The Penn coaching carousel took another strange turn this weekend.
On Friday, Hartford named former Penn assistant coach John Gallagher as its newest men’s basketball coach after Dan Leibovitz offered his resignation. The same day, Penn announced that it had hired Leibovitz to the Penn assistant position vacated by none other than Gallagher.
“I could not be more excited to return to Penn,” Leibovitz, a 1996 Penn graduate, said in a statement. “A couple of days ago, I was walking onto the Palestra floor, thinking about being a part of the Big 5 again, about Penn being 10th in all-time wins and winning the Ivy League 25 times. By the time I reached midcourt, I knew that this is where I wanted to be.”
Though Leibovitz was seen to be a logical contender for the head coach job now occupied by Jerome Allen, he previously told The Daily Pennsylvanian that rumors claiming he was in Philadelphia to interview for the position were “ludicrous.”
Instead, he threw his support behind classmate Allen and now finds himself working for his old friend.
But Leibovitz’s connections to Allen extend beyond the three years the pair spent together on campus, and Leibovitz pointed to the pair’s relationship as a motivating factor in his decision to come to Penn.
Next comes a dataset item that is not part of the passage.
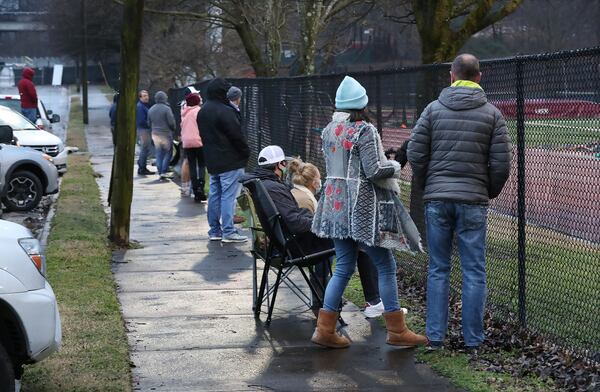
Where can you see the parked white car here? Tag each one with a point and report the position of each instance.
(25, 174)
(45, 118)
(30, 328)
(29, 135)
“Jerome has been a great friend since high school, and I know he is destined to succeed as the head coach at Penn,” Leibovitz said in a statement. “The opportunity to help him realize his dreams while helping to restore such a storied tradition was something I just could not pass up.”
Allen and Leibovitz’s friendship began when the two played together at Episcopal Academy under coach Dan Dougherty. Leibovitz would return to his high school to begin his coaching career in 1994.
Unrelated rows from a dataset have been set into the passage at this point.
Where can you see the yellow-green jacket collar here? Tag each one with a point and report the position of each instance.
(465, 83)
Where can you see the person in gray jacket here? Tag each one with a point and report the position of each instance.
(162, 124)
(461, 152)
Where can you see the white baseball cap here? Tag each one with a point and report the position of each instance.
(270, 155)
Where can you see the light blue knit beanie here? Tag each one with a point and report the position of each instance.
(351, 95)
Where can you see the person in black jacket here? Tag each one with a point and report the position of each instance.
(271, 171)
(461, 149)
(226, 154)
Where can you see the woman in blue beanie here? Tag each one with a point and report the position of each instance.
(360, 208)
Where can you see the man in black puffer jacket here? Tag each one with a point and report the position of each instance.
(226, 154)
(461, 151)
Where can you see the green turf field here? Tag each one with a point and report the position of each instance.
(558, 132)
Two years later, he became an assistant coach at Temple under Basketball Hall of Fame inductee John Chaney. During his 10 years with the Owls, Leibovitz helped lead Temple to two Atlantic 10 conference championships and five NCAA tournament appearances.
At the end of the 2005-06 season, Leibovitz assumed the role of acting coach at Temple while Chaney served a self-imposed (and later university-sanctioned) suspension. Temple won three of its five games under Leibovitz and advanced to the National Invitation Tournament, where it lost in the first round.
The following year, when former Penn coach Fran Dunphy made the move to Temple, Leibovitz was tapped to become the head coach at Hartford.
In his four years with the Hawks, Leibovitz earned a 44-82 record. In the 2007-08 season, he led the Hawks to the final round of the America East tournament racking up an 18-16 record.
At Penn, Leibovitz will fill a recruiting role that was once occupied by Gallagher, who was the first to contact many of the members of Penn’s recruiting class.
Leibovitz’s resume suggests that he is fit for the challenge.
As a Temple assistant, he successfully recruited Los Angeles Clippers guard Mardy Collins as well as three-time Atlantic-10 leading scorer Dionte Christmas.
And in his four years at Hartford, Leibovitz secured four recruits from Pennsylvania, five from California, three from Texas and others from Puerto Rico, Georgia, Alabama, Oklahoma, Virginia and Washington, D.C.
“I think Dan’s resume speaks for itself in this profession,” Allen said in a statement. “To have him on our staff is great, I could not ask for a better person in that spot.”